Many will cry this talk is heresy. Giving column inches to talk of low carbon alternatives is only causing delay and confusion on the route to zero tailpipe emissions and we should just get on with it. However, it is clear the UK is a long way off being ready for electrification of the commercial vehicle fleet. This should be recognised and acted upon. The £200 million committed by the last government to the ZEHID programme, while welcome, is just a starting point, not the end game and, if it’s to be successful, it needs to be the trigger to stimulate the infrastructure developments crucial for electrification success.
But in the meantime, fleet operators must be given some viable pathways to decarbonise today. We were heartened to hear at Road Transport Expo in June, talk of a DfT-funded study into the use of high blend biofuels in trucks; we’d hoped that project’s report may have seen the light of day by now and some implementation pathway outlined, given the positive input that the truck operators, fuel suppliers, and OEMs put into showing what could be done in the short term. Hopefully this will surface in the new year.

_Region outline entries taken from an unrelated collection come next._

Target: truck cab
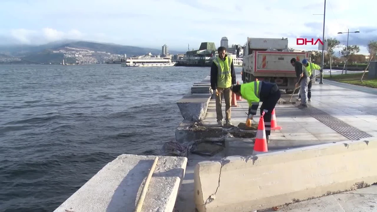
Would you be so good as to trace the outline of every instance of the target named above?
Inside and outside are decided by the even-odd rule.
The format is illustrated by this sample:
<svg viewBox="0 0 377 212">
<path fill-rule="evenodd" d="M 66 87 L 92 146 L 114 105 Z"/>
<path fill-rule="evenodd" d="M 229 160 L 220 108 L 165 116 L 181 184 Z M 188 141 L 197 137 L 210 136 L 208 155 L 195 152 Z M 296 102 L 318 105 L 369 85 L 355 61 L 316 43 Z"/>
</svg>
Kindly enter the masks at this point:
<svg viewBox="0 0 377 212">
<path fill-rule="evenodd" d="M 292 52 L 288 49 L 288 38 L 247 38 L 244 46 L 242 80 L 244 83 L 263 80 L 276 83 L 280 89 L 291 94 L 297 78 L 291 59 L 302 61 L 305 52 Z M 297 89 L 295 93 L 297 93 Z"/>
</svg>

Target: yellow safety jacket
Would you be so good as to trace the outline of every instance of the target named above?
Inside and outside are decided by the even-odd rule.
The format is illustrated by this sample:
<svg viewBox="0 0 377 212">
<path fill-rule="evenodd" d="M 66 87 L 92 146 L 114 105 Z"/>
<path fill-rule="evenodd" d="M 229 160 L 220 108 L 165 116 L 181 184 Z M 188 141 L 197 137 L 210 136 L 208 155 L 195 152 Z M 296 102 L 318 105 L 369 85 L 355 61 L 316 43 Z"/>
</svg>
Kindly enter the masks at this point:
<svg viewBox="0 0 377 212">
<path fill-rule="evenodd" d="M 241 95 L 249 104 L 249 113 L 255 115 L 259 106 L 262 83 L 254 81 L 241 85 Z"/>
<path fill-rule="evenodd" d="M 233 59 L 227 56 L 223 61 L 218 57 L 213 60 L 217 66 L 217 87 L 227 88 L 232 86 L 232 75 L 230 73 L 230 65 Z"/>
<path fill-rule="evenodd" d="M 313 63 L 309 63 L 309 65 L 308 66 L 308 67 L 305 67 L 305 68 L 306 69 L 307 71 L 308 71 L 308 74 L 309 74 L 309 77 L 310 77 L 310 76 L 311 76 L 312 74 L 313 73 L 313 72 L 312 70 L 313 68 L 317 70 L 321 70 L 321 67 L 318 65 L 315 64 Z"/>
</svg>

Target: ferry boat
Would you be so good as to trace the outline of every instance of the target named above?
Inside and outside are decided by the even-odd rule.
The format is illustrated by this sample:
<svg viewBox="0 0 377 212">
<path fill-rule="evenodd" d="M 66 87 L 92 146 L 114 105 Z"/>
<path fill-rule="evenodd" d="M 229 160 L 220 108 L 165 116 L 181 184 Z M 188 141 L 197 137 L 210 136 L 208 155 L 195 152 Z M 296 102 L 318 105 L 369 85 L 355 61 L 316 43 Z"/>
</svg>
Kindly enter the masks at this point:
<svg viewBox="0 0 377 212">
<path fill-rule="evenodd" d="M 176 64 L 176 62 L 172 61 L 170 57 L 128 57 L 121 65 L 122 67 L 160 67 L 174 66 Z"/>
</svg>

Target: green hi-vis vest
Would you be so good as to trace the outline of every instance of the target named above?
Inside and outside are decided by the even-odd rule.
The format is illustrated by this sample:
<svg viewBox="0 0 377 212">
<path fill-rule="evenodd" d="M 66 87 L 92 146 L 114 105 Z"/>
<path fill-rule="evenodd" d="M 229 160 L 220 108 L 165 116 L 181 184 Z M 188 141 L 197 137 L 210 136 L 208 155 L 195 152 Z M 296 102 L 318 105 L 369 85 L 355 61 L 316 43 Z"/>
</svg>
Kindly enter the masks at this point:
<svg viewBox="0 0 377 212">
<path fill-rule="evenodd" d="M 232 75 L 230 74 L 230 64 L 233 59 L 227 56 L 224 61 L 218 57 L 213 60 L 217 66 L 217 87 L 227 88 L 232 86 Z"/>
<path fill-rule="evenodd" d="M 261 81 L 254 81 L 241 85 L 241 95 L 247 100 L 249 106 L 253 104 L 259 104 L 259 94 L 262 83 Z"/>
<path fill-rule="evenodd" d="M 316 69 L 317 70 L 321 69 L 320 66 L 318 65 L 317 65 L 317 64 L 314 64 L 312 63 L 309 63 L 309 65 L 308 66 L 308 67 L 305 67 L 305 68 L 306 69 L 307 71 L 308 71 L 308 74 L 309 74 L 309 76 L 310 77 L 310 76 L 311 76 L 312 74 L 313 73 L 313 71 L 312 70 L 313 70 L 313 68 L 314 68 L 314 69 Z"/>
</svg>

Similarly, HVO delivers huge carbon reduction benefits, and the current market price of the fuel makes this an attractive and viable option; but, users need certainty of sustainable supplies (surely just make RFAS certification mandatory) and a taxation or incentive regime which ensures that the low carbon option is always cheaper than its fossil-based alternative. Biomethane, as many operators will testify (just ask FSEW), delivers equally good carbon reductions, but while it’s labelled a transition fuel its traction in the market is equally stifled.
By ignoring the low carbon options available today, industry is missing a massive decarbonisation opportunity. We hear the “new” (when do they go from being new to regular?) government is in listening mode currently. Sooner or later it will have to act, and if it’s serious about decarbonising the sector, come up with some viable solutions which won’t just mean piling more cost on this fragile sector and thus building up inflationary pressure onto consumers.